If she could only drill, would that be "enough"?
I had been asking myself the same questions, knowing that I don't need to worry quite yet about a "life without jiu-jitsu" scenario so much as a "define the relationship" conversation I need to have continuously with the sport and what would make a long-term relationship with it satisfying.
Even so, I've already asked myself similar questions:
If you couldn't ever compete again, only train, would that be enough for you? Yes.
If you didn't teach again, and could only be a student again due to the demands of your life and work, would that be enough for you? It would.
Because while I lost weight, got in shape, found a passion, and found a home for my ambition and desire to continuously improve and grow in a practice, the most important thing I found in jiu-jitsu was the community and people. They were more precious than any performance I had, any medal I won, any technique I managed to master.
I've sat on the sidelines enough the last few months to know that writing about jiu-jitsu and watching from the sidelines without being able to train is not enough for me.
So if anyone asks me, "Will you train again?" the answer has to be yes. I don't think bodybuilding or powerlifting or pickleball or whatever other niche sport I choose to pick up or study will scratch the same itch.

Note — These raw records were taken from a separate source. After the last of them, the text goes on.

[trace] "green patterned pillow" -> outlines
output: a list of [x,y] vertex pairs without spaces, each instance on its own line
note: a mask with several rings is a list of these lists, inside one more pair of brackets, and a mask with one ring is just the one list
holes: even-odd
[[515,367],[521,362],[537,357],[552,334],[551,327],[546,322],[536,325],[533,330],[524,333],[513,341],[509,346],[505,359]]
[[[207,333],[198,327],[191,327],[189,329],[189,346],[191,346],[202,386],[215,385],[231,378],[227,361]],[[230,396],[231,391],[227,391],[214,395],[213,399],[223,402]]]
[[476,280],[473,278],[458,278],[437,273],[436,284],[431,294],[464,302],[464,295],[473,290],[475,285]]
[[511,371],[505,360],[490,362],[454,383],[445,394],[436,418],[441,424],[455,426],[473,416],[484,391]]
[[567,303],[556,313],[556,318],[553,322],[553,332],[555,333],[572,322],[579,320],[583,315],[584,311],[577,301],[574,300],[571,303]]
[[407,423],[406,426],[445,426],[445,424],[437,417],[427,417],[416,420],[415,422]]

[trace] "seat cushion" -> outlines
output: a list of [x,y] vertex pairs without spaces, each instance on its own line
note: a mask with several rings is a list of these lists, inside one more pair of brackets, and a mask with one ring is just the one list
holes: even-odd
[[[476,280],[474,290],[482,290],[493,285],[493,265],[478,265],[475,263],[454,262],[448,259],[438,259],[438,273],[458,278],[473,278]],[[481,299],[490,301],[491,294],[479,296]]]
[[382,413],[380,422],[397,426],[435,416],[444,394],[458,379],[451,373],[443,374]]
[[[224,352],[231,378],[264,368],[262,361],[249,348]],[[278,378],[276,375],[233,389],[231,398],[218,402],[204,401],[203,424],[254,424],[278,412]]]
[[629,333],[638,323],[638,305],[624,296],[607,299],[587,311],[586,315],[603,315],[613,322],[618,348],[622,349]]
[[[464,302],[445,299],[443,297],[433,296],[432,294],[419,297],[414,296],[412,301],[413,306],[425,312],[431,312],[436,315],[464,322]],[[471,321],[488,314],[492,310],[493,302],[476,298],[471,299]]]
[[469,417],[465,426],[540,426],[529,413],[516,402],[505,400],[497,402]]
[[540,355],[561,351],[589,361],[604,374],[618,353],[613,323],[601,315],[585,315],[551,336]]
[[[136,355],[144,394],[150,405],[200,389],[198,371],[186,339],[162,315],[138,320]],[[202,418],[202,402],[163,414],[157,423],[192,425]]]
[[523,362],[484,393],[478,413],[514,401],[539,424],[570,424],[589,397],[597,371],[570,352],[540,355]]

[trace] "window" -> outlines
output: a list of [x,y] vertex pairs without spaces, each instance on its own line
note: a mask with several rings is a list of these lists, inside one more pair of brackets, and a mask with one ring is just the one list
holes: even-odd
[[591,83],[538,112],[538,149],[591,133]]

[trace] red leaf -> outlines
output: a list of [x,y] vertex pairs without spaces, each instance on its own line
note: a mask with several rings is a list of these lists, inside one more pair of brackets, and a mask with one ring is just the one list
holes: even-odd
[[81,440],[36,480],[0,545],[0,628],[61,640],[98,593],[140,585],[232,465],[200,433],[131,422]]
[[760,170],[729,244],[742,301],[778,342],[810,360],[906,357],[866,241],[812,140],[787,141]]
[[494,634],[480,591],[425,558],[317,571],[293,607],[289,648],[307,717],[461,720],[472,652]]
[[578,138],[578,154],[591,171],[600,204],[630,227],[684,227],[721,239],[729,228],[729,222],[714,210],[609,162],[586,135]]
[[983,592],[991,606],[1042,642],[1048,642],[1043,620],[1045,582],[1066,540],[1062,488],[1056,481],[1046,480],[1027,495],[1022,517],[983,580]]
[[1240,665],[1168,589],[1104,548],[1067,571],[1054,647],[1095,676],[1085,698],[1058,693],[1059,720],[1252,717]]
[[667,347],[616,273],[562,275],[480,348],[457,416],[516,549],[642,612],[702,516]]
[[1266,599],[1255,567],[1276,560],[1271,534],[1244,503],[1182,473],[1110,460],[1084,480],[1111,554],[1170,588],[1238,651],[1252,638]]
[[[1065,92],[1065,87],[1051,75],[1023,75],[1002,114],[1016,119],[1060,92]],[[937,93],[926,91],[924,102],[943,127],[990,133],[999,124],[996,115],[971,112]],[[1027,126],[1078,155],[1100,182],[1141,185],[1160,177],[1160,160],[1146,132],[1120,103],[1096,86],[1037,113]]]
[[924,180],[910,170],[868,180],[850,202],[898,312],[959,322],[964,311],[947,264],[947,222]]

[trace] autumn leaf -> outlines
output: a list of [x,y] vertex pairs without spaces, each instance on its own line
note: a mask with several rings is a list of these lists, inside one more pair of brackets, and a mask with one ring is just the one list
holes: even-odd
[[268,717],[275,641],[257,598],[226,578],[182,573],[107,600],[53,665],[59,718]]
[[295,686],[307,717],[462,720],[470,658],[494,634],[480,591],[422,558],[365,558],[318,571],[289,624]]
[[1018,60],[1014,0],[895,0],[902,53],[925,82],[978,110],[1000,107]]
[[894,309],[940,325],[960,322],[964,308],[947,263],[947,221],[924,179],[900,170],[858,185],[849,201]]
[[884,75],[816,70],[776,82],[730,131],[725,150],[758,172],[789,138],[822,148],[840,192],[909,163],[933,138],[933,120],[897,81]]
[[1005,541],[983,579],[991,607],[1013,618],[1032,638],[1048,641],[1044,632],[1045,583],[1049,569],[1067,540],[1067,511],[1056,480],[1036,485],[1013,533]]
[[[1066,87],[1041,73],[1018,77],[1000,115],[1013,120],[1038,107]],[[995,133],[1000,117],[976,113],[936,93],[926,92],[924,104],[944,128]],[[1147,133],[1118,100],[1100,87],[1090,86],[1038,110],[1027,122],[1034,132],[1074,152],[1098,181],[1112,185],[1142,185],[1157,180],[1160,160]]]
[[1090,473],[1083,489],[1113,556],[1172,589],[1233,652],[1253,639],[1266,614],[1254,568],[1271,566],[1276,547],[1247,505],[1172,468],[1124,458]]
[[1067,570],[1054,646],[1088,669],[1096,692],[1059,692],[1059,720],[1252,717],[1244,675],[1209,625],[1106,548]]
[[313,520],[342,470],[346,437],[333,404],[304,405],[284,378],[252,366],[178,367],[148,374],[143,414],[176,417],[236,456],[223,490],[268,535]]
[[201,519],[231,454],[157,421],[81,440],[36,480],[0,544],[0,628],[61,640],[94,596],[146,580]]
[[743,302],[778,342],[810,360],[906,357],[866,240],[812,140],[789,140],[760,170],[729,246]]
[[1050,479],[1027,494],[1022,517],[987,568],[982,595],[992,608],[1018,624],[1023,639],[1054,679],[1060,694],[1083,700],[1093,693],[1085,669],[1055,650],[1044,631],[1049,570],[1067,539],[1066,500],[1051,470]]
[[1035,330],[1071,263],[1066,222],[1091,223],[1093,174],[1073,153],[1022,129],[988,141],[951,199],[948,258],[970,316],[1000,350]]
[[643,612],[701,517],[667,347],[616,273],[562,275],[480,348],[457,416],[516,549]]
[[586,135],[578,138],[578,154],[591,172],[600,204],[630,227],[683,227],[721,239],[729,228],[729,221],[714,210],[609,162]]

I was lucky to fall in love with jiu-jitsu once.3 I don't want to give it up, and don't think I have to.
Amen to that.
Closing Out
Next week—if for no other reason but the fact that there’s only so much you can sleep and watch movies while on a fourteen-hour flight—I’ll be writing my next Substack while on my plane ride to to Japan.
Without spoiling much, the next piece will be on the topic of my first time in Japan (May 2019) and how that trip ties into my jiu-jitsu history and ACL recovery narrative as I revisit “The Land of the Rising Sun.” I hope you’ll like it!
Until next time,
EZ
The hole, specifically. I certainly wasn’t prepared for my knee to be blown apart either though.
Assuming credibility is gained by experiencing one of the sport’s lowest of low experiences: a surgery-requiring injury.
And to fall in love because of jiu-jitsu once—happy anniversary to my husband. We just passed the one-year mark for being legally married in Georgia, and our true wedding anniversary is later this month.